Considering the Dallas Shootings in a Bar with Strange Faces
It was the day after the Dallas shootings when eleven police officers were shot, five killed. I walked into a downtown dive bar in Los Angeles, sat on one of the barstools next to the gaming machine. I ordered a Blue Moon topped with a slice of orange and watched Maury Povich on the TV mouth revelations to astonished guests.
The room grew from a couple folks to a dozen or so, all apparently from different backgrounds. A Latin American woman juggled drink orders and come-ons from mens who were old enough to be her father. In the smattering of dialog that I picked up in that room, there was concern of the crisis in Dallas (the latest spear into the heart of America) as an old bearded man in a Hawaiian shirt ratted off his sexual conquests between here and Pasadena.
It was a hot day and I was drenched in sweat, trying to discern the streets of L.A., separating the cavernous, film reel decorated train stations between West Hollywood and the busy intersections of downtown. I was lost in a heap of thought, staring into the memory of gargantuan trees and the windless maze of train tunnels and streets that were not familiar to me.

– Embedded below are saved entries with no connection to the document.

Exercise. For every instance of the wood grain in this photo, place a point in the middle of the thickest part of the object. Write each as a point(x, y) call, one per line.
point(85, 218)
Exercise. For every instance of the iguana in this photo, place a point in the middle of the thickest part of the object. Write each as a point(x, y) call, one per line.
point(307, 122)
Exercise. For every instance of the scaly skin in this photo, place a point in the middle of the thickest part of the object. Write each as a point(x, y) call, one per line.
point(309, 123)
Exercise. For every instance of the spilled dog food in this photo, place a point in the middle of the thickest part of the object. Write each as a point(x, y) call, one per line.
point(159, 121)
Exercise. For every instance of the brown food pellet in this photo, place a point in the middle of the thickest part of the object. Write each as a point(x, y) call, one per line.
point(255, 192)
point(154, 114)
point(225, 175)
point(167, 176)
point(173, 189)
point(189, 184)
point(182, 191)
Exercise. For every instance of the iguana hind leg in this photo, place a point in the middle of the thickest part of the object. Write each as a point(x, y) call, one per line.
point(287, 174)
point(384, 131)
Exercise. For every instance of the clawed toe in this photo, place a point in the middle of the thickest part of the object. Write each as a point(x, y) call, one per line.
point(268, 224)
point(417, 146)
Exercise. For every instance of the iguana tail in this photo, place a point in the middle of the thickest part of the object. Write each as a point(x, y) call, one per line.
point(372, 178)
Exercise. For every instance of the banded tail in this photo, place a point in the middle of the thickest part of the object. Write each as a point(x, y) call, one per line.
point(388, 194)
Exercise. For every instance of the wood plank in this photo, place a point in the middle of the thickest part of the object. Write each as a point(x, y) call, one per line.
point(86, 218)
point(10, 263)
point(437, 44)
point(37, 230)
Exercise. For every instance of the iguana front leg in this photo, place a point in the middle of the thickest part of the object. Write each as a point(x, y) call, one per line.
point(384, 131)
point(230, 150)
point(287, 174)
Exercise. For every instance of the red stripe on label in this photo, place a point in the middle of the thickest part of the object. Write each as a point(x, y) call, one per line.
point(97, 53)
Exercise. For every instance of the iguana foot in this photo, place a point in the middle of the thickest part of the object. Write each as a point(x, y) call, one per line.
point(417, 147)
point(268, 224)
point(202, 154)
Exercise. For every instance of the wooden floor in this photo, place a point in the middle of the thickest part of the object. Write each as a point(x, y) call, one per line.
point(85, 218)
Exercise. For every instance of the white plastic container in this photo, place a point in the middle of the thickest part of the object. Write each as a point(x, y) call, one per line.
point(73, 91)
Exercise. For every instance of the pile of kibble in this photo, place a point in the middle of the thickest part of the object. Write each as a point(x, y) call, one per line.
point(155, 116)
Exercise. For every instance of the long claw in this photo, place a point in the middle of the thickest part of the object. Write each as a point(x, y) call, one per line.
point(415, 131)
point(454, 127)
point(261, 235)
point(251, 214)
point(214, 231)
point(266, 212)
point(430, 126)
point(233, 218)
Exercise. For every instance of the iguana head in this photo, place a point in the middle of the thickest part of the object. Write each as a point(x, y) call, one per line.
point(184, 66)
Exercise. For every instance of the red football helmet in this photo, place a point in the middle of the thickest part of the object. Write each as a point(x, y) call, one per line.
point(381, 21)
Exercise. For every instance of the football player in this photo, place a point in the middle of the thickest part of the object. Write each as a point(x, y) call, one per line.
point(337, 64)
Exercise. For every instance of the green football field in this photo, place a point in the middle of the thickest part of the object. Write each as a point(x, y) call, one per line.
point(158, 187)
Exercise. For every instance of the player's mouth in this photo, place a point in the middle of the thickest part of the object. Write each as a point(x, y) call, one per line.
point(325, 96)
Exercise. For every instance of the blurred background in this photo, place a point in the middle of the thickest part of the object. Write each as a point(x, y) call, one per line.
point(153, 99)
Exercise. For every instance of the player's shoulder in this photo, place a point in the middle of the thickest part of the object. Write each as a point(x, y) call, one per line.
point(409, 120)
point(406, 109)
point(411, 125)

We were all below, beneath the Mount Olympus of celebrities, recalling our misinformation of facts that too place during that dreadful week in America. Alton Sterling, Philandro Castile and those officers are closer to us in our struggle to adjust to the real facts of a crumbling society, and perched above it all, the faces of two presidential candidates with the audacity to lead a seemingly torn nation. But around me were flapping lips from different colored faces existing in harmony, drinking booze during a hot lunch hour. I knew that we were on the precipice of drastic action, a revolution on its way but when my chicken fingers and french fries arrived on a plate, nothing else mattered aside from the present moment.